How learning curves give a glimpse of the future

Manu Mogadali
5 min readSep 1, 2021

Change is a fact of life. While change is most often perceived by us when some aspect of our lives is altered, the economy and the universe are in a constant state of flux. Money changes hands and stars disappear forever. One change has been felt particularly strongly and is heralded as the quintessential challenge of our times: climate change. Extreme weather events and higher global temperatures are disrupting the fabric of many ecosystems on our planet. Anthropogenic factors, mainly the exploitation of increasing quantities of fossil fuel (exhuming ancestral organic matter) for our energy needs, since the Industrial Revolution have unraveled an imbalance in the carbon cycle.

We created the problem (for us and our fellow species) and we better solve it. I, for one, believe in human ingenuity in the face of adversity. Humans were on our way to starvation with existing agricultural techniques when the Haber-Bosch miracle of synthetic fertilizer extended our food supply almost indefinitely. Similar transformations are needed in our energy habits to start to undo the ecological damage. We are taking baby steps, slowly but surely, progressing towards a more sustainable energy future. The times are surely a changing — the energy transformation is underway.

Replacing energy dense fossil fuels with renewable alternatives (which are usually less dense) makes most practical sense in stationary applications such as electricity generation, where size and volume are not of the highest concern. Renewable electricity from solar photovoltaics and wind turbines are now the de facto choice of new electricity in both the rich and the developing countries. The rise of the electric vehicle pioneered by Elon Musk’s Tesla is seeking to similarly disrupt the transportation sector away from the conventional gas guzzlers.

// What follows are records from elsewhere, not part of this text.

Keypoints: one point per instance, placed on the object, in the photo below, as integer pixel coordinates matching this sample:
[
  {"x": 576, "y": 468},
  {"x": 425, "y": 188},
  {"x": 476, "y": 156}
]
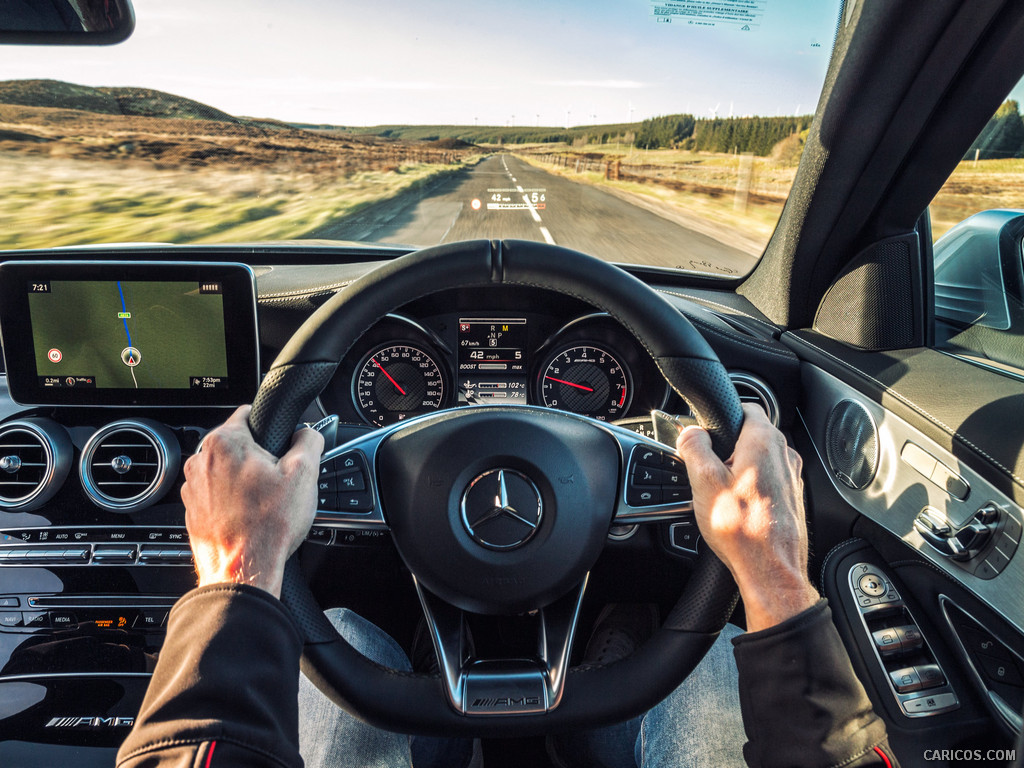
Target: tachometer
[
  {"x": 586, "y": 379},
  {"x": 395, "y": 382}
]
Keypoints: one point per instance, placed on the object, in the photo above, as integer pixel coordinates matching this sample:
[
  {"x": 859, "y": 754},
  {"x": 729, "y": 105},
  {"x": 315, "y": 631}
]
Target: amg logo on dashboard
[
  {"x": 509, "y": 701},
  {"x": 94, "y": 722}
]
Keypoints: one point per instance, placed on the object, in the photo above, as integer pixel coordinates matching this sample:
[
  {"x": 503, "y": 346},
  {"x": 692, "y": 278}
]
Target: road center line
[{"x": 532, "y": 210}]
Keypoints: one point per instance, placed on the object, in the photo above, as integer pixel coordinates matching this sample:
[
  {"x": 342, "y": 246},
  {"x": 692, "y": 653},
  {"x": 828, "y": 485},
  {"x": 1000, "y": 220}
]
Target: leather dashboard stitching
[
  {"x": 848, "y": 543},
  {"x": 702, "y": 300},
  {"x": 309, "y": 291},
  {"x": 753, "y": 343},
  {"x": 948, "y": 430}
]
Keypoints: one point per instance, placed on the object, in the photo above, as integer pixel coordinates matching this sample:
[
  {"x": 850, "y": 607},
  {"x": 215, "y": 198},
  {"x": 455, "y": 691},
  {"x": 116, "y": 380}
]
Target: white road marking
[{"x": 532, "y": 210}]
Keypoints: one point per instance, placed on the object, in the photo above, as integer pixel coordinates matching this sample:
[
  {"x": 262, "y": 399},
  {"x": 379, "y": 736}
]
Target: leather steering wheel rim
[{"x": 594, "y": 695}]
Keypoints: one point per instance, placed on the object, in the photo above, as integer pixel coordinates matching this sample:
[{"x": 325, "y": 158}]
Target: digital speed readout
[{"x": 492, "y": 359}]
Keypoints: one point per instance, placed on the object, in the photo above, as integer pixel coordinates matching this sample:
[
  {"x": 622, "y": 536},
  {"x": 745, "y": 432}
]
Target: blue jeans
[{"x": 698, "y": 724}]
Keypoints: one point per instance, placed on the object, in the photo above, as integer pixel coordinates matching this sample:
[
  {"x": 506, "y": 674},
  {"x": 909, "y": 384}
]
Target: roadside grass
[
  {"x": 973, "y": 187},
  {"x": 47, "y": 202},
  {"x": 696, "y": 188},
  {"x": 701, "y": 185}
]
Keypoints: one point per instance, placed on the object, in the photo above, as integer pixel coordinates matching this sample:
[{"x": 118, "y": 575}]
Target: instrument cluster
[{"x": 406, "y": 367}]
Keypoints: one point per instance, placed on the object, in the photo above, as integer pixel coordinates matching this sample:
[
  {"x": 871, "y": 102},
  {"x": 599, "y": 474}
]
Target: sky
[{"x": 519, "y": 62}]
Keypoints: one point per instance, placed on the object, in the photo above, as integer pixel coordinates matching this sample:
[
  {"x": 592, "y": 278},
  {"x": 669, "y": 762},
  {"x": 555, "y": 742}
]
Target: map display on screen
[{"x": 128, "y": 334}]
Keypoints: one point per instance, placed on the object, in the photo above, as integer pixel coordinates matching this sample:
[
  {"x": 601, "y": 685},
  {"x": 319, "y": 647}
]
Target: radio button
[
  {"x": 113, "y": 553},
  {"x": 61, "y": 620},
  {"x": 36, "y": 620}
]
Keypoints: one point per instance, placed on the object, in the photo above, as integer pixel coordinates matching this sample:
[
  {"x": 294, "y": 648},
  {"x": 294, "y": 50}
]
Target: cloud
[{"x": 617, "y": 84}]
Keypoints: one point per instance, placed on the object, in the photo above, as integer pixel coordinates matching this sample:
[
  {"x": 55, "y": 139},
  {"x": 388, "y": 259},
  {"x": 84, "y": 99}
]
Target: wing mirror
[
  {"x": 979, "y": 289},
  {"x": 66, "y": 22}
]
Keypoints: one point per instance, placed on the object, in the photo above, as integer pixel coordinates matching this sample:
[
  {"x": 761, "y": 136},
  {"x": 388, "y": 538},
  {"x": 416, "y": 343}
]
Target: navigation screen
[{"x": 128, "y": 334}]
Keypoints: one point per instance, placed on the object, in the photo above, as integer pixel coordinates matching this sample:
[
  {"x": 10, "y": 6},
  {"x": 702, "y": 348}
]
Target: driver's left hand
[{"x": 246, "y": 510}]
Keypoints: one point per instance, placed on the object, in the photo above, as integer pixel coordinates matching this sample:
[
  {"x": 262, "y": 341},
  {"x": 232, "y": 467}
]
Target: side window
[{"x": 978, "y": 222}]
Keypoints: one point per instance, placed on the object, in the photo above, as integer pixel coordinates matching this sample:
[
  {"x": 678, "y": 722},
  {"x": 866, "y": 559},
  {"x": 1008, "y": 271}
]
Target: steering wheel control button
[
  {"x": 320, "y": 535},
  {"x": 351, "y": 481},
  {"x": 502, "y": 509},
  {"x": 643, "y": 497},
  {"x": 646, "y": 476},
  {"x": 357, "y": 502},
  {"x": 685, "y": 537},
  {"x": 648, "y": 457},
  {"x": 871, "y": 585}
]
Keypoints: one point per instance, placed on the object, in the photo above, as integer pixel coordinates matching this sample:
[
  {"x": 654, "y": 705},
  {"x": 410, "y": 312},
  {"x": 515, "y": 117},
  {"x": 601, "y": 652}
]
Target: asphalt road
[{"x": 504, "y": 198}]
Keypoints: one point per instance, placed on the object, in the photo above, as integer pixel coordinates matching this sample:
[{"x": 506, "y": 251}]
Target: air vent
[
  {"x": 129, "y": 464},
  {"x": 852, "y": 444},
  {"x": 35, "y": 459},
  {"x": 752, "y": 389}
]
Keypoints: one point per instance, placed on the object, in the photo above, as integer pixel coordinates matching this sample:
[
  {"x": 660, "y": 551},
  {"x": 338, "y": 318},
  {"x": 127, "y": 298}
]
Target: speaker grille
[{"x": 852, "y": 444}]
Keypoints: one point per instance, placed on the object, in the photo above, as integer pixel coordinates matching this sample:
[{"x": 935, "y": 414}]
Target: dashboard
[
  {"x": 409, "y": 365},
  {"x": 93, "y": 548}
]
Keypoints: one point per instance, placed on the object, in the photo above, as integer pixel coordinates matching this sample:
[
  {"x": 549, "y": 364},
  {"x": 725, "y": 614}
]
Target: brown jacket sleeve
[
  {"x": 802, "y": 702},
  {"x": 225, "y": 688}
]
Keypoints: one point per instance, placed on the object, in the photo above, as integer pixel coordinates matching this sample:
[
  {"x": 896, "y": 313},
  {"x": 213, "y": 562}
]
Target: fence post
[{"x": 743, "y": 182}]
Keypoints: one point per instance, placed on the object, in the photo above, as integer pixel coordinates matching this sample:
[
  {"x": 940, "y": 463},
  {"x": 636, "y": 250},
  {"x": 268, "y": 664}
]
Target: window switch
[
  {"x": 931, "y": 675},
  {"x": 887, "y": 641},
  {"x": 905, "y": 680}
]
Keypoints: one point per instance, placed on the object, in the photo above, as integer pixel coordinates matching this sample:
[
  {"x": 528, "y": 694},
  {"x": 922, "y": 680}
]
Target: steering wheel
[{"x": 503, "y": 509}]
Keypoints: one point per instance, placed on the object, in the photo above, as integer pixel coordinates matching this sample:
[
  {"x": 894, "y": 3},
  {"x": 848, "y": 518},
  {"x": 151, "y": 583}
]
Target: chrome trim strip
[
  {"x": 165, "y": 464},
  {"x": 464, "y": 678},
  {"x": 67, "y": 675}
]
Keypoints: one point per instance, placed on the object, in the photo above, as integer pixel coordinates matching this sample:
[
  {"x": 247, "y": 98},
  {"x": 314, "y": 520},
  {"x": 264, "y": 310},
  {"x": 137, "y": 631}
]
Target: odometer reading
[
  {"x": 396, "y": 382},
  {"x": 588, "y": 380}
]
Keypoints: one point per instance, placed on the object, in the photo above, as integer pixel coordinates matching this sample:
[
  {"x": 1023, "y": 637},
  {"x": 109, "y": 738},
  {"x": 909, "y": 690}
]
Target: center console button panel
[
  {"x": 94, "y": 546},
  {"x": 914, "y": 676}
]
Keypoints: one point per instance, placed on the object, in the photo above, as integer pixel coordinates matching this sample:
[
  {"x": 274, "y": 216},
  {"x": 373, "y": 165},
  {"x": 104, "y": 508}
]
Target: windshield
[{"x": 660, "y": 132}]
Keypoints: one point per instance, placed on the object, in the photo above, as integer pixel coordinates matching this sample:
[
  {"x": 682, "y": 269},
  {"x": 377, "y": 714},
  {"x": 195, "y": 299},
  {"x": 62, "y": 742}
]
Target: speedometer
[
  {"x": 395, "y": 382},
  {"x": 586, "y": 379}
]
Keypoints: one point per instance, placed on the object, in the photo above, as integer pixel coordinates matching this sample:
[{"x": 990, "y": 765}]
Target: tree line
[
  {"x": 1001, "y": 137},
  {"x": 757, "y": 135}
]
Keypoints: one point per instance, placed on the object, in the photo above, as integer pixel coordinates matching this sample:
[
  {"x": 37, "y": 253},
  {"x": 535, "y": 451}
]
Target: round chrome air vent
[
  {"x": 852, "y": 444},
  {"x": 129, "y": 464},
  {"x": 35, "y": 459},
  {"x": 752, "y": 389}
]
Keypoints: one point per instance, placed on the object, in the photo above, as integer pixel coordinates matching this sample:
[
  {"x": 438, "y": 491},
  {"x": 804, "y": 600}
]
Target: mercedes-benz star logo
[{"x": 502, "y": 509}]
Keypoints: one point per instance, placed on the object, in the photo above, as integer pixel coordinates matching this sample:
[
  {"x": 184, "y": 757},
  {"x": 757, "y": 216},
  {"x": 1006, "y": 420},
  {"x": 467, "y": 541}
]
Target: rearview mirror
[{"x": 66, "y": 22}]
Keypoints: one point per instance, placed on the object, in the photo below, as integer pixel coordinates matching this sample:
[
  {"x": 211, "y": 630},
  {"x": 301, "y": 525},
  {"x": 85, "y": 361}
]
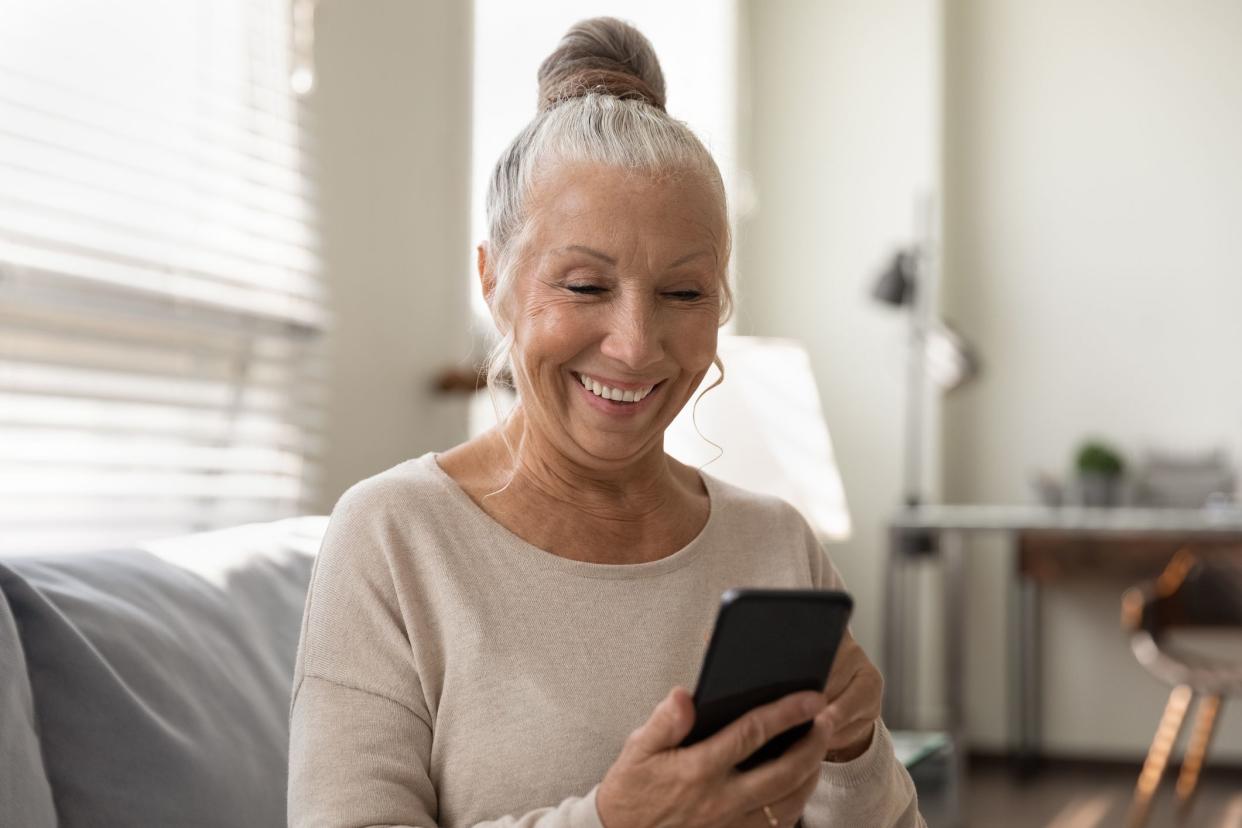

Any large scale disruption or transformation within a sector is driven by the cold science of economics, not the emotional appeal for philanthropic action. Renewable electricity is gaining momentum because they are cheaper today than conventional fossil based electricity. This was not the case a decade ago. Price of solar electricity declined by 89% between 2009–19 and continues to do so. How do we explain this trend, and how do we predict the future? Learning curves come to the rescue.

Source: OurWorldInData.org

Renewable energy technologies follow learning curves, which means that with each doubling of the cumulative installed capacity their price declines by the same fraction. The ‘learning effect’ in solar technology has held almost immaculately since their inception. The price of solar modules declined exponentially as the installed capacity increased exponentially (as seen in the logarithmic chart). Learning curves are also called experience curves since the X-axis represents the experience gained from increasing capacities. The relative price decline associated with each doubling of experience is the learning rate of a technology. The learning rate of solar modules is a whopping 20.2%, which means that their price dropped by a fifth every time their capacity doubled. This sustained learning rate has brought the price of a solar module from $100 per watt to less than $0.5 per watt in 33 years.

Source: OurWorldInData.org

While solar modules follow the learning curve, ultimately we are interested in solar energy, not just the modules. From the chart below, the learning rate for solar energy is even higher at 36%, even before accounting for government subsidies like the investment tax credit and feed-in-tariffs. This shows the other factors such as balance of plant equipment likely have a higher learning rate. Onshore wind power had a lower learning rate of 23% and offshore wind had an even lower 10% learning rate.

Source: OurWorldInData.org

Note that fossil fuel energy technologies do not follow the learning curves. Neither the price of coal nor energy from coal has historically followed a learning curve. There is reason to believe that coal would not get any cheaper: a large portion of their energy cost is fuel commodity cost which sets a price floor for energy produced using coal, and the technology to generate electricity from coal is mature (and therefore unlikely to see large gains in efficiency).

While learning curves explain the decline of price with experience and predict possible future prices, it still remains to be explained why they work in the first place. The EIA reports four principal ways in which costs come down with time:

  1. Research and development. While uncertain in outcomes, it can create potential spillover benefits for other sectors (e.g., fuel cell technologies can be recycled as electrolyzers). Typically these occur over long time horizons.
  2. Learning by doing. Experience with manufacturing and deploying products helps develop cost-cutting improvements across each step of the supply chain including installation, operation, sales and financing.
  3. Economies of scale. As companies produce larger volumes, they can get better deals with suppliers or set up automation to reduce costs. Another way to achieve economies of scale is through division of labor across the sector, i.e., by specializing a part of the entire production supply chain.
  4. “Learning by waiting.” Some companies especially in poorer countries can choose to wait instead of investing in their own research and development to avoid reinventing the wheel and save costs. Globalization is a key enabler of faster adoption across the world.

Any company looking to disrupt an existing industry would invariably start off with a more expensive product. That should not dishearten them as long as they see a clear path for cost reduction. Learning curves are a useful tool to estimate future economics and therefore current value of a company. However, learning curves do not manifest by themselves. They need to streamline operations every step of the way.